In yet another specific implementation scenario, one candidate path may be selected as a target path from among candidate paths that thus include the keyword, and one node entity in the target path may be selected as the target entity. Reference may be made specifically to the following disclosure examples, which are not described in detail herein.
In another implementation scenario, the semantic relationship between the text to be identified and the plurality of node entities may also be utilized to determine the target entity. Semantic relationships may include, but are not limited to: semantic similarity, semantic difference, etc., are not limited herein. According to the method, the target entity is determined by utilizing the semantic relation between the text to be identified and the plurality of node entities, so that searching of candidate paths through key words can be avoided, calculation resources required by searching of the candidate paths can be reduced, the speed of searching the target entity in the entity tree can be improved, and the accuracy of searching the target entity can be improved due to searching of the target entity based on deep semantic.
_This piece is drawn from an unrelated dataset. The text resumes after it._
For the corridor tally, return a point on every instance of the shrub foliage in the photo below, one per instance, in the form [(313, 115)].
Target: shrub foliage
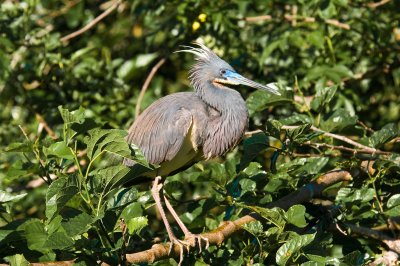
[(66, 102)]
In a specific implementation scenario, in order to facilitate calculation of the above-mentioned semantic relationship, the target entity may be specifically determined by calculating semantic similarity between the text to be identified and the plurality of node entities, respectively. For example, the similarity of cosine between the semantic representation of the text to be recognized and the semantic representations of the plurality of node entities, respectively, may be determined without limitation. Reference may be made specifically to the following disclosure examples, which are not described in detail herein.
In another specific implementation scenario, referring to fig. 2, still taking how the air conditioner on the rear side of the text to be identified is turned on as an example, as described above, the semantic relationship between the text to be identified and the node entities "air conditioner", "front air conditioner", "rear air conditioner", "air outlet", "front air outlet", "rear air outlet" contained in fig. 2 may be calculated, so that a node entity is selected from the semantic relationships between the text to be identified and the node entities based on the semantic relationship between the text to be identified and the node entities, as a target entity for matching the text to be identified with the real intention. For example, based on semantic similarity, a node entity "post-air conditioner" may be selected as a target entity for the text to be identified "how open the air conditioner on the post-air conditioner" may be. Other situations can be similar and are not exemplified here.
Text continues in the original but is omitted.